We followed up the 1996 baseline parasitological and entomological studies on onchocerciasis transmission in eleven health districts in West Region, Cameroon. Annual mass ivermectin treatment had been provided for 15 years. Follow-up assessments which took place in 2005, 2006, and 2011 consisted of skin snips for microfilariae (mf) and palpation examinations for nodules. Follow-up Simulium vector dissections for larval infection rates were done from 2011 to 2012. mf prevalence in adults dropped from 68.7% to 11.4%, and nodule prevalence dropped from 65.9% to 12.1%. The decrease of mf prevalence in children from 29.2% to 8.9% was evidence that transmission was still continuing. mf rates in the follow-up assessments among adults and in children levelled out after a sharp reduction from baseline levels.
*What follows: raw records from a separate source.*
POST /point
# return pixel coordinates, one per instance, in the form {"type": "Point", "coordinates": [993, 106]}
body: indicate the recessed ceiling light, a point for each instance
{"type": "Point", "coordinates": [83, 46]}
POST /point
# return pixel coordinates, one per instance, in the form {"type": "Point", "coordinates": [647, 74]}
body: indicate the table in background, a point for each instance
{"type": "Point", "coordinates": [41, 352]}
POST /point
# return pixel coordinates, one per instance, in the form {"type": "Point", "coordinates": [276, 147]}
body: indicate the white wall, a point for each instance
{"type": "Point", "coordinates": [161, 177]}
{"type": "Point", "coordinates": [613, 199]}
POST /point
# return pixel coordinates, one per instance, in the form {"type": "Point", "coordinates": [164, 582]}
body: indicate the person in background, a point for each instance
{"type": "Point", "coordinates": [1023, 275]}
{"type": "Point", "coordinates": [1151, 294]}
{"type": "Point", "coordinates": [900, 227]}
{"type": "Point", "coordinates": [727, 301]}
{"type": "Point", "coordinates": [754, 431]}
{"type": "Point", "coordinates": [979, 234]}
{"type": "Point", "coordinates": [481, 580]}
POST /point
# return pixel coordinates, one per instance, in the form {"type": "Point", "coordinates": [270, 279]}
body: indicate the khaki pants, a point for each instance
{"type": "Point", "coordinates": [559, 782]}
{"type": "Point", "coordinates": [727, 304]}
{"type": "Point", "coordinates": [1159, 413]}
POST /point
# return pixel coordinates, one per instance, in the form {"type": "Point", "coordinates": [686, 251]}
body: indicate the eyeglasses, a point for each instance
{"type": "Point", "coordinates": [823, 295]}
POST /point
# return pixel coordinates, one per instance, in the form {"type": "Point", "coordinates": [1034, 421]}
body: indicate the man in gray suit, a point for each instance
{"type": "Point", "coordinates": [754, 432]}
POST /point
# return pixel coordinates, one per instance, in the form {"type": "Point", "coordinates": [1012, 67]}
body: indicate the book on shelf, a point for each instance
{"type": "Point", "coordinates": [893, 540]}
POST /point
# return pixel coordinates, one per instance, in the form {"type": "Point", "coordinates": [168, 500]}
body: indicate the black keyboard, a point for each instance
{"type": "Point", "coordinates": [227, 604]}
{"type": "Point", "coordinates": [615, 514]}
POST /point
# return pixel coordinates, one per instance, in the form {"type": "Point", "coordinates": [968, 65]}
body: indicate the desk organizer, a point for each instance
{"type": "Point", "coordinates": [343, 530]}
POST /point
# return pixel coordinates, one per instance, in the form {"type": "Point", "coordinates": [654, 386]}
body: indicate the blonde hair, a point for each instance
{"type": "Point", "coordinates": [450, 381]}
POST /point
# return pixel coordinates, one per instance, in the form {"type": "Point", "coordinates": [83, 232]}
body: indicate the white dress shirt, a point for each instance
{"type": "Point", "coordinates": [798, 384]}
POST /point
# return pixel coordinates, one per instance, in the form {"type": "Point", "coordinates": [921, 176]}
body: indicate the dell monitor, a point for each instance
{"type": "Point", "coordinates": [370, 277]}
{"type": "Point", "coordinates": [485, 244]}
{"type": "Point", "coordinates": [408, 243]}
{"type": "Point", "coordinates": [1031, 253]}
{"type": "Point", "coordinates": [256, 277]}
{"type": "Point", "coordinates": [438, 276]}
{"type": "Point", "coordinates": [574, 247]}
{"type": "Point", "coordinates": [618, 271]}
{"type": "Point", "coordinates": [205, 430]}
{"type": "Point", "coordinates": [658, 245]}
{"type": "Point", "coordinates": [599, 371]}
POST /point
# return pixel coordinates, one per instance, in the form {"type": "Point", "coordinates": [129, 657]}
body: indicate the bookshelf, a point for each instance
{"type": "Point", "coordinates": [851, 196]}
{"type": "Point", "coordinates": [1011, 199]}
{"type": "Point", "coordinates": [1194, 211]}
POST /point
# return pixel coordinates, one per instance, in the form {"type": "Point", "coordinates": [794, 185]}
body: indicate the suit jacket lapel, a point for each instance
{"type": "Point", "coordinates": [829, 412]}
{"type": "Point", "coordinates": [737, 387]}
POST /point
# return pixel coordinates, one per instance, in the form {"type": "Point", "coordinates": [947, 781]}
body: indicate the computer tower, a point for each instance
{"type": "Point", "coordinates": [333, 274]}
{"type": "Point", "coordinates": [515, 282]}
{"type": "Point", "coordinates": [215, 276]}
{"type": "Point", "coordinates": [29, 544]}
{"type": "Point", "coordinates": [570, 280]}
Only three health districts out of 11 were close to interruption of transmission. Evidence of continuing transmission was also observed in two out of three fly collection sites that had infective rates of 0.19% and 0.18% and ATP of 70 (Foumbot) and 300 (Massangam), respectively. Therefore, halting of annual mass treatment with ivermectin cannot be done after 15 years as it might escalate the risk of transmission recrudescence.

摘要

我们对喀麦隆西部地区11个卫生区1996年盘尾丝虫病传播的基线寄生虫学和昆虫学研究进行了随访。每年进行群体伊维菌素治疗已达15年。2005年、2006年和2011年的随访评估包括用于检测微丝蚴(mf)的皮肤切片检查和用于检测结节的触诊检查。2011年至2012年进行了用于检测幼虫感染率的后续蚋媒解剖。成人mf流行率从68.7%降至11.4%,结节流行率从65.9%降至12.1%。儿童mf流行率从29.2%降至8.9%,这证明传播仍在继续。在随访评估中,成人和儿童的mf率在从基线水平急剧下降后趋于平稳。11个卫生区中只有3个接近传播阻断。在三个蝇类采集点中的两个也观察到了持续传播的证据,其感染率分别为0.19%和0.18%,平均每点叮人率分别为70(富姆博特)和300(马桑甘)。因此,伊维菌素每年的群体治疗在15年后不能停止,因为这可能会增加传播复发的风险。